"Ah, merciful God," answered her mother, "with swamps for a floor, tents that let the water through for shelter, and the cholera killing them by hundreds, and the Moors lying in ambush for them or treacherously following them, and those eternal nights that swallow up the days! There is no strength nor courage that could bear up against so many ills."
"And that is not the worst," said John Joseph, with the thoughtless frankness of the peasant, bringing his foot heavily down on the floor and raising his eyes to heaven.
"What! There are worse things yet?" said Maria, anxious and surprised.
"Why, what else is there, John Joseph? What else? Speak out."
"Hunger!" answered her husband in a funereal voice.
"Holy Mary!" cried the poor mother in terror. "What is that you say, man?
And the provisions, then?"
"Provisions they cannot get there; they must be sent by sea from Spain; and although they took plenty with them, when they get used up more must be sent, and with these storms, to which there is neither stop nor stay, not even the birds could cross the Strait. Those are the chances of war, Maria; and if it has pleased God to send His storms precisely in these days it must be to put our courage and our constancy to the proof, Maria, so that we may go to Him and ask His help, and so that the victory, being more dearly bought, may be the more brilliant and the more prized."

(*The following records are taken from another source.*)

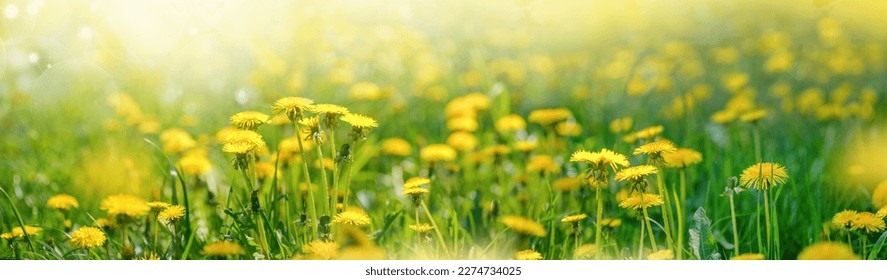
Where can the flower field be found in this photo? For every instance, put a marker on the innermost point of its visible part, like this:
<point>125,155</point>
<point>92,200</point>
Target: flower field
<point>528,130</point>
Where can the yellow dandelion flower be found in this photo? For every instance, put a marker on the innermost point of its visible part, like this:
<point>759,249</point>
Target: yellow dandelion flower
<point>621,125</point>
<point>868,222</point>
<point>600,159</point>
<point>421,228</point>
<point>176,140</point>
<point>243,142</point>
<point>396,147</point>
<point>124,206</point>
<point>882,213</point>
<point>637,201</point>
<point>567,184</point>
<point>62,202</point>
<point>611,222</point>
<point>649,132</point>
<point>682,158</point>
<point>462,141</point>
<point>585,252</point>
<point>158,206</point>
<point>293,107</point>
<point>661,255</point>
<point>842,219</point>
<point>468,124</point>
<point>352,217</point>
<point>636,173</point>
<point>416,192</point>
<point>568,129</point>
<point>543,163</point>
<point>753,116</point>
<point>548,117</point>
<point>879,195</point>
<point>105,223</point>
<point>523,226</point>
<point>437,152</point>
<point>359,121</point>
<point>249,120</point>
<point>171,214</point>
<point>324,250</point>
<point>17,232</point>
<point>763,176</point>
<point>827,250</point>
<point>527,255</point>
<point>748,257</point>
<point>656,148</point>
<point>280,120</point>
<point>88,237</point>
<point>416,182</point>
<point>222,249</point>
<point>574,218</point>
<point>510,123</point>
<point>526,146</point>
<point>149,256</point>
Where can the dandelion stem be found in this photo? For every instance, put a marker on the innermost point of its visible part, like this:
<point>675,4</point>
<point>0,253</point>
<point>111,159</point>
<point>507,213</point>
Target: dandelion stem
<point>666,210</point>
<point>326,185</point>
<point>735,229</point>
<point>312,208</point>
<point>767,219</point>
<point>436,228</point>
<point>599,216</point>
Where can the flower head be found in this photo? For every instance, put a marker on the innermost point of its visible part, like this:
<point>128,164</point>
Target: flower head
<point>421,228</point>
<point>585,252</point>
<point>17,232</point>
<point>352,217</point>
<point>600,159</point>
<point>124,207</point>
<point>682,157</point>
<point>763,176</point>
<point>437,152</point>
<point>574,218</point>
<point>249,120</point>
<point>360,121</point>
<point>523,225</point>
<point>293,107</point>
<point>62,202</point>
<point>655,148</point>
<point>638,201</point>
<point>828,250</point>
<point>88,237</point>
<point>416,182</point>
<point>222,249</point>
<point>842,219</point>
<point>549,117</point>
<point>171,214</point>
<point>867,222</point>
<point>243,142</point>
<point>527,255</point>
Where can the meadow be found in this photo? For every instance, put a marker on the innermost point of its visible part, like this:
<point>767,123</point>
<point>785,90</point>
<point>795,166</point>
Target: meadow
<point>528,130</point>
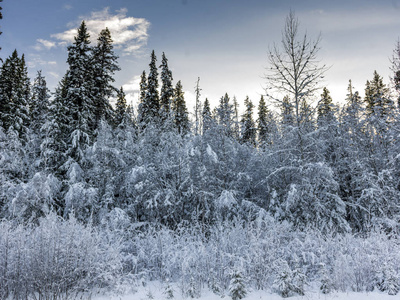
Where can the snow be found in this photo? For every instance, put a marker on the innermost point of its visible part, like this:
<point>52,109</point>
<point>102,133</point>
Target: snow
<point>156,291</point>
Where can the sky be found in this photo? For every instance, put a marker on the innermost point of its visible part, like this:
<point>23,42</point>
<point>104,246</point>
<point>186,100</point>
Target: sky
<point>224,42</point>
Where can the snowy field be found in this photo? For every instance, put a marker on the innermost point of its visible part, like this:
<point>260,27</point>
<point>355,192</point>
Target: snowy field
<point>155,291</point>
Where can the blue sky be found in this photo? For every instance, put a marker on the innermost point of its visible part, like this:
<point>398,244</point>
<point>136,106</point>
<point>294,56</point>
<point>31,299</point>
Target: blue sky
<point>224,42</point>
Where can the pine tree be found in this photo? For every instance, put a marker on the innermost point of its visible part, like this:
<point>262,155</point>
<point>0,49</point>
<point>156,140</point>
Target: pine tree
<point>206,116</point>
<point>56,131</point>
<point>151,102</point>
<point>120,108</point>
<point>262,122</point>
<point>143,105</point>
<point>237,287</point>
<point>396,71</point>
<point>376,97</point>
<point>287,112</point>
<point>104,65</point>
<point>40,102</point>
<point>181,116</point>
<point>15,94</point>
<point>225,114</point>
<point>325,109</point>
<point>167,90</point>
<point>248,125</point>
<point>1,17</point>
<point>80,100</point>
<point>236,124</point>
<point>197,108</point>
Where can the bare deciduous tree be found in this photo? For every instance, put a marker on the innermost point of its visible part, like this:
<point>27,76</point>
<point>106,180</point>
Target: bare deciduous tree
<point>294,68</point>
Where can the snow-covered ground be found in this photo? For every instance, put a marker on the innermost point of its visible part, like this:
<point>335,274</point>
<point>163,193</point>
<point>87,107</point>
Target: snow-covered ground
<point>155,291</point>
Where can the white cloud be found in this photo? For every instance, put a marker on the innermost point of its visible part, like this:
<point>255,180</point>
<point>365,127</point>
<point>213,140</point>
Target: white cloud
<point>67,7</point>
<point>128,33</point>
<point>45,43</point>
<point>132,90</point>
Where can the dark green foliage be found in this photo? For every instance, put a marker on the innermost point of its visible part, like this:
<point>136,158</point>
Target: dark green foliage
<point>151,103</point>
<point>104,63</point>
<point>15,94</point>
<point>325,109</point>
<point>181,116</point>
<point>376,97</point>
<point>167,90</point>
<point>206,116</point>
<point>120,108</point>
<point>248,126</point>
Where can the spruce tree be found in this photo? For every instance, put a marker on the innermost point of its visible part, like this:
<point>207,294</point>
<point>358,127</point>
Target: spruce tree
<point>236,126</point>
<point>206,116</point>
<point>151,103</point>
<point>40,102</point>
<point>120,108</point>
<point>56,131</point>
<point>143,105</point>
<point>248,125</point>
<point>262,122</point>
<point>225,113</point>
<point>396,71</point>
<point>79,98</point>
<point>287,112</point>
<point>181,116</point>
<point>167,90</point>
<point>197,108</point>
<point>376,97</point>
<point>1,17</point>
<point>325,109</point>
<point>104,65</point>
<point>15,94</point>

"Or the sufferings and the death of our soldiers the more deeply felt and bitterly lamented," returned his wife. "Merciful God! Tempestuous weather, an epidemic, fierce and treacherous enemies around them, and hunger! Who would not lose heart with all this?"
"The Spanish soldier, Maria."
"And will the generals and the great people come back?"
"Neither the one nor the other, Maria. And if any of them should be obliged to come back because they are sick or wounded, it will be in grief and rage, and only because they can't help themselves; I know them, Maria, I know them."